Hoje eu calcei teus sapatos e andei por quilômetros, sem meias.
Soube de todos os teus segredos e das perguntas que tu nunca quis fazer.
Apertaram-me os sapatos, e bolhas doeram nas laterais dos dedos.
Andaria novamente amanhã seu eu pudesse. E posso.
Calcei teus sapatos para andar, para ir até lá, para percursionar, para incursionar nos teus pés.
As bolhas doem, mas não não meus pés.
Meus pés já fazem parte dos teus sapatos.
Tua calçada é outra, contudo.
Contemplo meus pés machucados pelos teus sapatos.
Agora não temos mais como mentir. E não mentimos.
São apenas sapatos e pés, e bolhas, e dores. Diferentes calçadas.
Nossos dedos e nossos calcanhares andaram pelo mundo na mesma sola.

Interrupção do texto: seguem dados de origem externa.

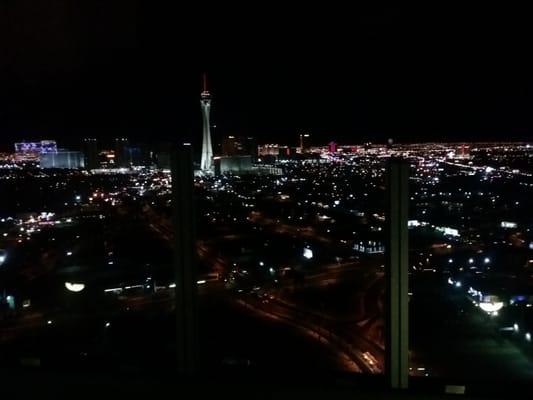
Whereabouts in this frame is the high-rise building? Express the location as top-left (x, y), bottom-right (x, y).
top-left (115, 138), bottom-right (129, 168)
top-left (83, 138), bottom-right (100, 169)
top-left (15, 140), bottom-right (57, 161)
top-left (200, 74), bottom-right (213, 172)
top-left (40, 150), bottom-right (85, 169)
top-left (222, 136), bottom-right (257, 159)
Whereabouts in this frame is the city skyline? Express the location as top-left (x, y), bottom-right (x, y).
top-left (0, 4), bottom-right (533, 146)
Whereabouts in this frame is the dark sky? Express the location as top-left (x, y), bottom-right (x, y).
top-left (0, 0), bottom-right (533, 149)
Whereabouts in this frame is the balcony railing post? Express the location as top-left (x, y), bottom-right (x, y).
top-left (385, 158), bottom-right (409, 389)
top-left (171, 145), bottom-right (198, 376)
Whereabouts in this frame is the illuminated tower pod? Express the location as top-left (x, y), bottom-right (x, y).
top-left (200, 74), bottom-right (213, 171)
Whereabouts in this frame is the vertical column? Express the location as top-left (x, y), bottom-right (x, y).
top-left (385, 158), bottom-right (409, 389)
top-left (171, 145), bottom-right (198, 376)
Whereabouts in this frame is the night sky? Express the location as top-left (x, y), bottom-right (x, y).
top-left (0, 0), bottom-right (533, 150)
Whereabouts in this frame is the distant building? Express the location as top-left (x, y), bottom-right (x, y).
top-left (15, 140), bottom-right (57, 161)
top-left (200, 74), bottom-right (213, 172)
top-left (114, 138), bottom-right (130, 168)
top-left (124, 145), bottom-right (152, 167)
top-left (222, 136), bottom-right (257, 158)
top-left (40, 150), bottom-right (85, 169)
top-left (83, 138), bottom-right (100, 169)
top-left (214, 155), bottom-right (253, 175)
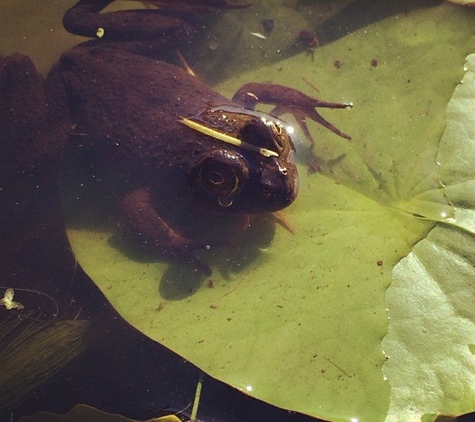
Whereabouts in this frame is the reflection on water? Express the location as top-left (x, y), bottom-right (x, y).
top-left (0, 0), bottom-right (474, 422)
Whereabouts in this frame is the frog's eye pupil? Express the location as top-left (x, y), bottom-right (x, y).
top-left (208, 172), bottom-right (225, 185)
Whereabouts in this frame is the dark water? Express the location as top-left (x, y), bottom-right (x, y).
top-left (0, 0), bottom-right (464, 422)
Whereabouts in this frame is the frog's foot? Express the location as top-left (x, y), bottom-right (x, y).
top-left (233, 83), bottom-right (353, 147)
top-left (63, 0), bottom-right (250, 49)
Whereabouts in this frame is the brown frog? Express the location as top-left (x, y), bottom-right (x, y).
top-left (0, 0), bottom-right (348, 274)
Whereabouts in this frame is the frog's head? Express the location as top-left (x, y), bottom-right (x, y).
top-left (182, 107), bottom-right (298, 214)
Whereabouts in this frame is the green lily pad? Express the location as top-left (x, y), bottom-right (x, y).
top-left (383, 55), bottom-right (475, 420)
top-left (20, 404), bottom-right (181, 422)
top-left (65, 5), bottom-right (475, 421)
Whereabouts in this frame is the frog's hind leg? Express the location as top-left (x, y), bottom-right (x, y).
top-left (0, 54), bottom-right (70, 171)
top-left (121, 188), bottom-right (211, 275)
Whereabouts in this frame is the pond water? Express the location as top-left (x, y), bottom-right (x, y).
top-left (0, 0), bottom-right (475, 422)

Não há segredo maior do que aquele dos pés doloridos.
A intimidade dos cadarços, das palmilhas; intimidade andarilha.
Eu sei onde aperta teu sapato. E aperta.
Descalcei teus sapatos e os abracei.
Doem as bolhas dos meus pés, mas eu sei das tuas perguntas não feitas.
Quanto tu calça? Tu calça o tamanho dos meus pés sem bolhas.
Hoje foi dia de saudade.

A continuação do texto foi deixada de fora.